FIG. 1 shows 3-[({1-[(2-amino-9H-purin-9-yl) methyl] cyclopropyl} oxy) methyl] -8,8-dimethyl-3,7-dioxo according to the present invention. 2 shows a powder X-ray diffraction pattern of one embodiment of a maleic acid mono-salt of -2,4,6-trioxa-3λ5-phosphanon-1-yl-pivalate. FIG. 2 shows 3-[({1-[(2-amino-9H-purin-9-yl) methyl] cyclopropyl} oxy) methyl] -8,8-dimethyl-3,7-dioxo according to the present invention.

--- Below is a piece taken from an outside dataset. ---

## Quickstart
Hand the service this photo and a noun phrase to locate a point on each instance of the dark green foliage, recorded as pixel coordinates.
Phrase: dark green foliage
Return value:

The result measured by the differential scanning calorimetry of one embodiment of the maleic acid mono salt of -2,4,6-trioxa-3λ5-phosphanon-1-yl-pivalate is shown. FIG. 3 shows 3-[({1-[(2-amino-9H-purin-9-yl) methyl] cyclopropyl} oxy) methyl] -8,8-dimethyl-3,7-dioxo-2,4 The content (%) change with time and temperature of one embodiment of the free base of 1,6-trioxa-3λ5-phosphanon-1-yl-pivalate and its maleic acid mono salt is shown. FIG. 4 shows 3-[({1-[(2-amino-9H-purin-9-yl) methyl] cyclopropyl} oxy) methyl] -8,8-dimethyl-3,7-dioxo-2,4. 1 shows the in vitro activity and cytotoxicity results for hepatitis B virus of one embodiment of the free base of 6,6-trioxa-3λ5-phosphanon-1-yl-pivalate and its maleate mono salt.

  The present invention relates to 3-[({1-[(2-amino-9H-purin-9-yl) methyl] cyclopropyl} oxy) methyl] -8,8-dimethyl-3 of the following general formula (1): 7-dioxo-2,4,6-trioxa-3λ5-phosphanon-1-yl-pivalate maleic acid mono salt is provided.

  In this specification, unless otherwise specified, the term “maleic acid monosalt of the general formula (1)” means that 1 equivalent of its corresponding free base (ie, the free base of the maleic acid monosalt of the general formula (1)) It means a salt bound to 0.7 to 1.3 equivalents, preferably 0.9 to 1.1 equivalents, more preferably 1 equivalent of maleic acid.

  The maleic acid monosalt of general formula (1) can be prepared by a process comprising the step of mixing the free base and maleic acid with an organic solvent, which process is well known in the art (Pharmaceutical Salts, Journal of Pharmaceutical Sciences, Donald C. Monkhouse et al. 1, 66 (1), 1977 and Salt selection for basic drugs, International Journal of Pharmaceutics, Philip L. Gould, 201, 33, 1986).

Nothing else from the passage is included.